# Could use your help...



## IloveCichlids (Jul 11, 2005)

I am presently working for a general contractor and during the past few months designed a massive deck that I entered in the Deckorators Railing contest that shows the best use of their product within an environment. I am not sure if any of you are familiar with Deckorators Railings or not but they manufacturer deck material such as railings and post caps and things of that sort. 

I designed this deck, 2 levels, 1000 sq. ft. pretty neat if I do say so myself. 

Well anyway. Deckorators emailed contractors on their list to submit photos of decks they have designed/built using their products. I entered some photos of this deck and was chosen as one of the six finalists. now people can go online and vote for the best one. The link is below. I am not saying vote for me, but the one you think is best. By the way, Ours is #6.

I am especially proud of this one because I do landscaping on the side and my partner and I did all the landscaping around this residence (total of about 8 months of sidework).

I am just very proud of all of this and I am telling everyone about it.

http://deckorators.com/FavoriteDeck.aspx

I hope you like. I wish I had night pics, even more beautiful all lit up.


----------



## Huugs (Apr 25, 2005)

Voted. And yours was honestly the best.


----------



## mlefev (Apr 19, 2005)

I'll definately go vote


----------



## fishfreaks (Jan 19, 2005)

same here. wish i had a deck like that :-(


----------



## Jonno (May 22, 2005)

Very nice i have voted aswell!

- Jonno


----------



## Lydia (Feb 6, 2005)

voted
I agree....yours is the best....Im not just saying that, I really like it



now when are you going to put one like that on our house? jk


----------



## fishfreaks (Jan 19, 2005)

Lydia said:


> now when are you going to put one like that on our house? jk


When hes done putting one at our house lydia :-D


----------



## euRasian32 (May 19, 2005)

Do ever do any stone mason projects?

I got away from construction/manual labor, but I do miss it... I'm behind a desk workin' for the man. I do get to do some tile work with my friend every now and again.


----------



## IloveCichlids (Jul 11, 2005)

The only thing I have done in the stone mason's realm is a bluestone patio at the above residence. 4" compacted minus, 2-3" of mortar, then the stone. I used portland with a lot of sand and some coloring for the grout. 

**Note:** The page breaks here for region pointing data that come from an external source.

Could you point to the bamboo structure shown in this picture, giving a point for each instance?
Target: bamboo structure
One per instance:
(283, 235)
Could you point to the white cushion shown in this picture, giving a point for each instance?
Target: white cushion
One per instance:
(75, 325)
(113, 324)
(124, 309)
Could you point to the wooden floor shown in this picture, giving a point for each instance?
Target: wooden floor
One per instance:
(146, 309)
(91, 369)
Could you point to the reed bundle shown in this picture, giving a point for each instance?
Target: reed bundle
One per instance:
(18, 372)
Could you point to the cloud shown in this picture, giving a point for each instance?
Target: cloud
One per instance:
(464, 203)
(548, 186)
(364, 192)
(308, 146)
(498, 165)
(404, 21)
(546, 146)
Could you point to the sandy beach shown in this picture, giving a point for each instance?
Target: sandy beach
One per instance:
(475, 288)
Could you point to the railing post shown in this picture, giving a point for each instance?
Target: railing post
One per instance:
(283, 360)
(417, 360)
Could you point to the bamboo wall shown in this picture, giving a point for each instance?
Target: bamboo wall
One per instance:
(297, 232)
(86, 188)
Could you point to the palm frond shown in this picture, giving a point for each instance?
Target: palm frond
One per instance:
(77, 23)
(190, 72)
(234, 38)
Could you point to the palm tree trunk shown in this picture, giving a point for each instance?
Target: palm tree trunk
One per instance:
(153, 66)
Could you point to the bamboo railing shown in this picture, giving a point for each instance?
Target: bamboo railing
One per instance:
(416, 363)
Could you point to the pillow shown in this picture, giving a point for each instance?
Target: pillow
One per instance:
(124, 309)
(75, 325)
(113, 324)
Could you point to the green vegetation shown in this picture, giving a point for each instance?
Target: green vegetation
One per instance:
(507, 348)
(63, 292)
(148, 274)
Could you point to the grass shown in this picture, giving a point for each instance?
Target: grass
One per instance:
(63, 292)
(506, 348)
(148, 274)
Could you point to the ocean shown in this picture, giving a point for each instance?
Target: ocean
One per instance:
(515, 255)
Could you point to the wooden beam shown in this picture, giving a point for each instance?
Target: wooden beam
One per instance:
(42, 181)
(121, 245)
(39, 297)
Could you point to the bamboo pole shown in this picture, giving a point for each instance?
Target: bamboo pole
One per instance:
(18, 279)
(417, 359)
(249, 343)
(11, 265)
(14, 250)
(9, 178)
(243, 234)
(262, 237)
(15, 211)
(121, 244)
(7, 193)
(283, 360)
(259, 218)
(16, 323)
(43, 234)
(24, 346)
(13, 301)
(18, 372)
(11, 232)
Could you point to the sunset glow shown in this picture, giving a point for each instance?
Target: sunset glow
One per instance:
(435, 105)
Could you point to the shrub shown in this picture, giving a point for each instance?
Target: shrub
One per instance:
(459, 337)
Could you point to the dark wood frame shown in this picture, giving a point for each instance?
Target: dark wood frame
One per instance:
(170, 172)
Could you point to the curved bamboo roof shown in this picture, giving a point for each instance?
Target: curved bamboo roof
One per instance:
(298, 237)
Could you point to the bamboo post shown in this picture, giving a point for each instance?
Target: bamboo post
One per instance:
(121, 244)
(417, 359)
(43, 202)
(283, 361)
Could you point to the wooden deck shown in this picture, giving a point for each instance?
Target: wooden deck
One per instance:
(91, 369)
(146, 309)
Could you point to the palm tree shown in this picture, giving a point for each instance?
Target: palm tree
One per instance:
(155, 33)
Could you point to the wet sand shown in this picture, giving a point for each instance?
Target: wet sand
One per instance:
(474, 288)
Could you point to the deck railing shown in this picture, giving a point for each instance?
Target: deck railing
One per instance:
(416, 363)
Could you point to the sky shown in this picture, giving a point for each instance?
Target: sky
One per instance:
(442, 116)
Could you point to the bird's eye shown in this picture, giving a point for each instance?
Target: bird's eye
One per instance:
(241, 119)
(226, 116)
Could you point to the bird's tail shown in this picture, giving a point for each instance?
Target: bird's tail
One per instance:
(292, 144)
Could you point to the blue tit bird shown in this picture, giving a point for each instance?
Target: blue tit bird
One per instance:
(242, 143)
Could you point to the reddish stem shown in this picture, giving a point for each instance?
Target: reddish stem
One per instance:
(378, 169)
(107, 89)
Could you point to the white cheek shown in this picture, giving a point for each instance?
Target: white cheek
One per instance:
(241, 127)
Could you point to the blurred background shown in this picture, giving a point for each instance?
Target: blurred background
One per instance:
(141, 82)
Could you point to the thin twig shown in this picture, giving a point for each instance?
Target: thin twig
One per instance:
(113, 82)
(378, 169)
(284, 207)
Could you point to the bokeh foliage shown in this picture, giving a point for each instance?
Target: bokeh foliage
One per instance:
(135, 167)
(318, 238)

I mainly stick with block walls, up to 4' (before they need Geo grid) mostly deco planters, loose stone walks and patios and planting. I myself prefer the design part of it but in the beggining it also requires you to do the labor part as well.


----------



## blor (Jul 7, 2005)

I voted for yours but it sorta hard to tell which deck is best because of the different angles of view for the decks


----------



## Guest (Jul 26, 2005)

i voted for yours! it really was the best! very awesome!


----------



## IloveCichlids (Jul 11, 2005)

THANK YOU TO ALL WHO VOTED! WE WON, WE WON, WE WON!

Pretty Excited about the whole thing.

Once again thank you!


----------



## flynngriff (Jan 19, 2005)

Way to go!!!

Congratulations!
-Flynn


----------